True. So, this will probably create the mandate for W98 to go away. I don't see this as a bad thing.
As it stands now, anyone who wants can try and use class-e IPv4. However, I don't expect any RIR
to be handing it out with guaranteed uniqueness any time soon.

rfc3330 and similar reclamation might occur as well.
IANA recently reclaimed 14/8. I think that added 3 _weeks_ to the expected runout date. That was likely the last "easily" reclaimable block.

Reclamation efforts without policy change isnt profitable and would only become so if miser mode is in effect.

I haven't seen you propose a policy change that would affect this. While you're too late for the Denver meeting,
you are welcome to submit a policy to ARIN if you think policy can resolve this.

The question is how ARIN will deal with the market after the IPv4 free pool exhausts.

I expect the value will skyrocket, whether on the black, grey or white market.
Yep. And the question is: as an ISP or other address consuming organization, what will you do when the cost of obtaining IPv4 addresses skyrockets?

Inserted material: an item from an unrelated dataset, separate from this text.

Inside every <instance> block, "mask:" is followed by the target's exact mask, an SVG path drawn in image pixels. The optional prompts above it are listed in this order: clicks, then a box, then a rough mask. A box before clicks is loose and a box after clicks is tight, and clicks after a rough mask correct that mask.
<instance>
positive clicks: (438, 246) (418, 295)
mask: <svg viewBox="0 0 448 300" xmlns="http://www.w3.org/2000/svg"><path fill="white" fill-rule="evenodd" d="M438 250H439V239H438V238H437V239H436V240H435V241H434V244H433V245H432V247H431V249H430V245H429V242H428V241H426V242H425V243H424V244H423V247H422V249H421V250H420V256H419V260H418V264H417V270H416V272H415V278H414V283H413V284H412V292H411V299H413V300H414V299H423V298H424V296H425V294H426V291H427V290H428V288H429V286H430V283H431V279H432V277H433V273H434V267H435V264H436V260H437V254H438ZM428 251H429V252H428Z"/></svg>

Pass it on to the customer. Reclaim. Scavenge. Engineer more nats and workarounds while accelerating ipv6. Get budget and manpower to actually make changes. Drag the users kicking and screaming, cause thats what it will take.

Yep... All of these will probably occur.

So far, as far as I can tell, the answer to that question (in most cases) has been putting hands over ears and saying "La la la" loudly. See < >.

Things will likely be different in 2010

True. The question is not whether things will change, but, how they will change. This is a much harder
question. For now, all that we know is that few people are paying attention to the problem, and, that the
problem will get progressively harder to solve the longer that behavior persists.